My question then would be...why can't you use a $10 speaker to reproduce these minimal sounds? Does the quality of the surrounds in a 5.1/7.1 setup only come into play during music? Even then, wouldn't purists argue that music should be heard in stereo?


----------



## chadnliz (Feb 12, 2010)

That is all up to the individual to detertime based on what they hear. I have matched mains and center but seperate brand for rears, some swear they all need to match but I challenge most of these people to pick them out in the dark or blind. It has been a misleading demand from many for as long as I can remember, this could and likely is more critical for music based surround but again isnt a make or break rule. Try some cheap speakers and see what you think, while I dont think and never will that rears all have to match the rest there is ofcourse a certain ammount of quality you wont get with cheaper speakers.
Music is an area where as you suggest there are many who feel 2 channel is best way to go, I am one of them but not because it cant be better but because often the mix leaves much to be desired. I have a few SACD and DVDA discs that are awesome yet some have such stupid studio trickory (goofy front to rear and side to side information) that they just are annoying to listen to.

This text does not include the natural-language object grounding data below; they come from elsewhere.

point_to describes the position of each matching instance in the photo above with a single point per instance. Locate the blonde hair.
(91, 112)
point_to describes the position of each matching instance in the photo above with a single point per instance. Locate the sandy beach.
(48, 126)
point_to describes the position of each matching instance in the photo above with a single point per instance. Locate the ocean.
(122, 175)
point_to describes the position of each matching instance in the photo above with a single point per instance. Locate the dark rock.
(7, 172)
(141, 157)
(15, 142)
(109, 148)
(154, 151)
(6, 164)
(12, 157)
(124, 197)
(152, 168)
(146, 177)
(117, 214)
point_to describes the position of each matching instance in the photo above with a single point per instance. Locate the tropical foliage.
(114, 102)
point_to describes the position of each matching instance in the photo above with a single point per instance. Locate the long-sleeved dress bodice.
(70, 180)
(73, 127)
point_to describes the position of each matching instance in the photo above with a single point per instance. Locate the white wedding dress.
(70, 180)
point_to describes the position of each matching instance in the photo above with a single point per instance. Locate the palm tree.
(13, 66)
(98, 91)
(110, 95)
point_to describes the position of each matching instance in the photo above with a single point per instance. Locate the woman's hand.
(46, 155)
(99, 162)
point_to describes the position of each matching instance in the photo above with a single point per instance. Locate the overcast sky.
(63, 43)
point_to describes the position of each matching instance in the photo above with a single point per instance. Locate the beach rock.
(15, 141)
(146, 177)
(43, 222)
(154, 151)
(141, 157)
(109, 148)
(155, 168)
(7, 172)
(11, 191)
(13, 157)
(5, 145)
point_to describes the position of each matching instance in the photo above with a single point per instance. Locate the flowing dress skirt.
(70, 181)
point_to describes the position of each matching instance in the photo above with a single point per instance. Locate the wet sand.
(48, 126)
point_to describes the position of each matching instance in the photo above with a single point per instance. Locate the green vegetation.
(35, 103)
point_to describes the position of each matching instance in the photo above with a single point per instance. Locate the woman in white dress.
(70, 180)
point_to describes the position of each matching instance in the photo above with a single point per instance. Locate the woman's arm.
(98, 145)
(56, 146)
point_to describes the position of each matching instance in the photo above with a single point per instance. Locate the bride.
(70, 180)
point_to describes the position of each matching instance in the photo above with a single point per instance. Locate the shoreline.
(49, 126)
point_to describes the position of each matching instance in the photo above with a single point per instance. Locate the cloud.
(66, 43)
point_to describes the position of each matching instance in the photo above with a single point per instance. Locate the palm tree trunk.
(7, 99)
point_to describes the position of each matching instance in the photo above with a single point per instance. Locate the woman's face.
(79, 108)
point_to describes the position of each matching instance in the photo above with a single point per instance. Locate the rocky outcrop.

Dont buy the hype, if you cant afford a certain speaker get what makes you happy and ignore the noise from critics, they dont pay your bills or likely will ever visit you to hear them in the first place.


----------



## tonyvdb (Sep 5, 2007)

Andoskyy said:


> Thank you again. These posts all make sense in that I should not be expecting dynamic sound from the rear.
> 
> My question then would be...why can't you use a $10 speaker to reproduce these minimal sounds? Does the quality of the surrounds in a 5.1/7.1 setup only come into play during music? Even then, wouldn't purists argue that music should be heard in stereo?


There seems to be some misunderstanding about what actually is sent to the surround channels. Movies of the 80's and early 90's did not really use the surround channels to there full advantage as few if any movies had more than Dolby prologic. With todays uncompressed formats offering up to 7.1 channels of uncompressed audio this is not the case anymore. The surrounds now get used much more frequently for example when a helicopter fly's by overhead that sound is run from the front speakers all the way through the sides and to the back and is not compressed or band limited in the rear channels you will get full dynamics. There are many movies that without proper speakers on all 7 channels you loose out on just how powerful this can impact the movies overall sound in your home theater.


----------



## Prof. (Oct 20, 2006)

The other thing is, it depends on how long your room is when it comes to rear speakers..
In a shorter room that only has provision for one row of seats, there isn't much point in having rear speakers as your surrounds should extend the effects back past the position of the side surrounds..

If your room is long enough for two rows of seats or more, then there can be some added benefit by having rear speakers..


----------



## recruit (May 9, 2009)

Lifting the surround volume above the 75db recommended volume is a personal preference tbh but I do know a lot of people that do it, personally all my levels are set to 75db and sounds god enough to me but there is nothing wrong in going above that, people with subs are always running them hot!


----------